O “jeito possível”, claro, é assistir aos filmes em casa, mesmo que a atenção que possa dedicar às produções seja bem diferente da sala escura. “A casa demanda atenções que não temos na sala de cinema, que exige a sua imersão total se você vai disposto a isso; no lar não temos essa imersão absoluta, por mais que você tente”, reconhece Marcelo Miranda. “Uma coisa que sempre gostei no cinema é que ele não é um ambiente ‘seguro’ – não no sentido concreto, mas de não ser sua casa, de não ter pessoas que você conheça na maioria das vezes, de ver um filme que você não sabe o que virá. E essa é parte da emoção, pois em casa você pode parar, pausar para cuidar de alguma coisa, do filho, para comer; e às vezes você enjoa, dorme, são centenas de variáveis que alteram sua fruição.”

Reencontrando salas vazias

Proprietário da Rede CineMinas – que marca presença em Juiz de Fora com as duas salas do Cine Santa Cruz -, Fernando de Oliveira Costa Junior lamenta estar com as portas fechadas desde 18 de março do ano passado e ter dispensado funcionários que tinham até 20 anos de casa. Ele segue esperando pela reabertura – até para acabar com o “vácuo” de não ter mais em seu cotidiano a experiência de ver o público que chegava cheio de expectativas para assistir a um filme.

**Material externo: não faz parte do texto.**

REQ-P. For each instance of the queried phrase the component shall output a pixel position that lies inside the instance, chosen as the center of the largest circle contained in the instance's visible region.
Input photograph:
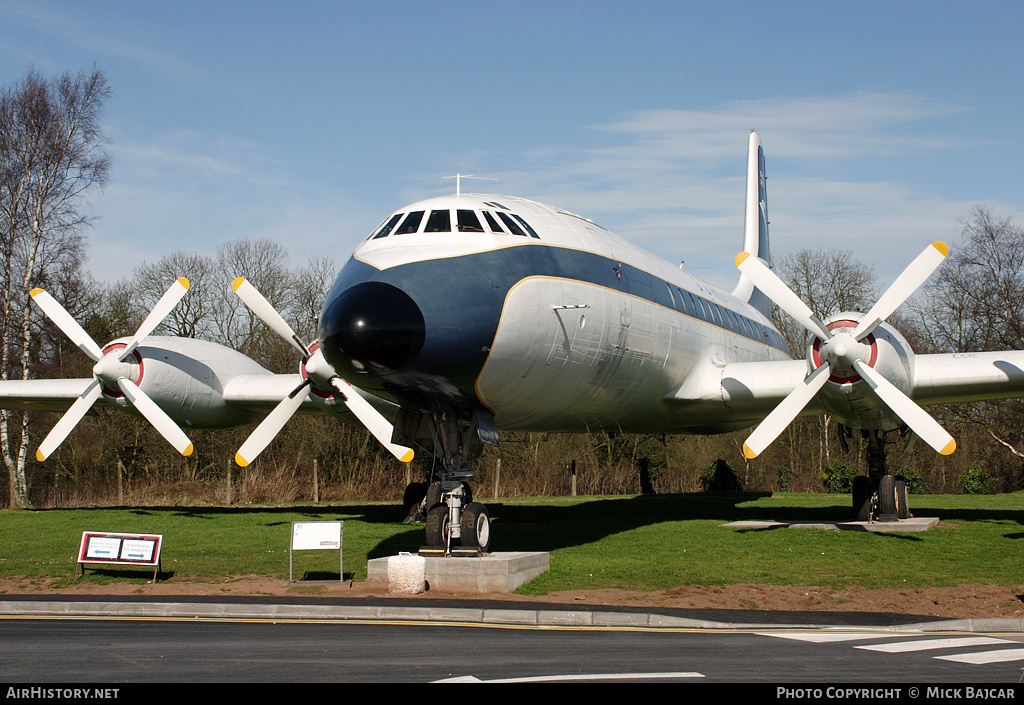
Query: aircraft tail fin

“Sinto falta desse convívio. Sou procurado constantemente por pessoas daí de Juiz de Fora e Caxambu (onde ele administra outras salas) perguntando quando vai reabrir”, conta. “Em Caxambu fazíamos muito projeto escola, e às vezes encontro com professores e sinto neles uma preocupação muito grande quanto ao retorno.”
Fernando mora em São Lourenço, cidade em que as salas já reabriram, e também já esteve em Itajubá – outra cidade com cinemas funcionando -, mas nessas visitas a colegas do meio ele nunca chegou a assistir a um filme até o final, tendo apenas o interesse de saber como estava o movimento. Nos dois casos, ele observou que a audiência é pequena dentro do contexto de 30% dos assentos disponíveis.
Questionado sobre a sensação de voltar a assistir a um filme em uma sala de cinema, ele acha que “faltou tudo”. “Em 70 anos de vida, não senti sensações tão esquisitas como essa. Temos a preocupação com as próximas gerações, que vão seguir com isso tudo”, diz o empresário, citando o terror “Invocação do mal 3: a ordem do demônio” como um dos longas que estavam em cartaz e que, pelo gênero, tem um público mais específico.
“Vi que jovens é que foram assistir a esses filmes. O pessoal mais velho não foi, estão afastados desse contexto. Percebi que os jovens não têm muita preocupação em se manterem afastados dos outros, ao contrário das pessoas de mais idade. Você não vê aquele público de família como no caso de ‘O Rei Leão’.”
Quanto ao futuro, Fernando acredita que o movimento demorará a voltar ao normal quando ocorrer a reabertura dos cinemas nas cidades onde atua com sua rede, pois acredita que a preocupação do público com a Covid ainda é grande. Sobre a disputa do cinema com as plataformas de streaming, ele aposta que, quando se sentirem seguras, as pessoas voltarão à sala escura, e não apenas pelo desejo de assistir a um filme.
“O cinema teve um período no início dos anos 2000 em que chegou a ter pouco mais de 900 salas por conta da concorrência das locadoras, e depois ele superou isso, chegamos a mais de três mil salas. Apesar da comodidade do streaming, acredito que as pessoas têm necessidade de sair, se encontrar, se distrair, e o cinema é a opção mais popular e acessível para todos. Sair de casa vai se tornar uma necessidade porque as famílias estão presas há algum tempo. A questão é saber a partir de quando, então temos que aguardar mais um pouquinho.”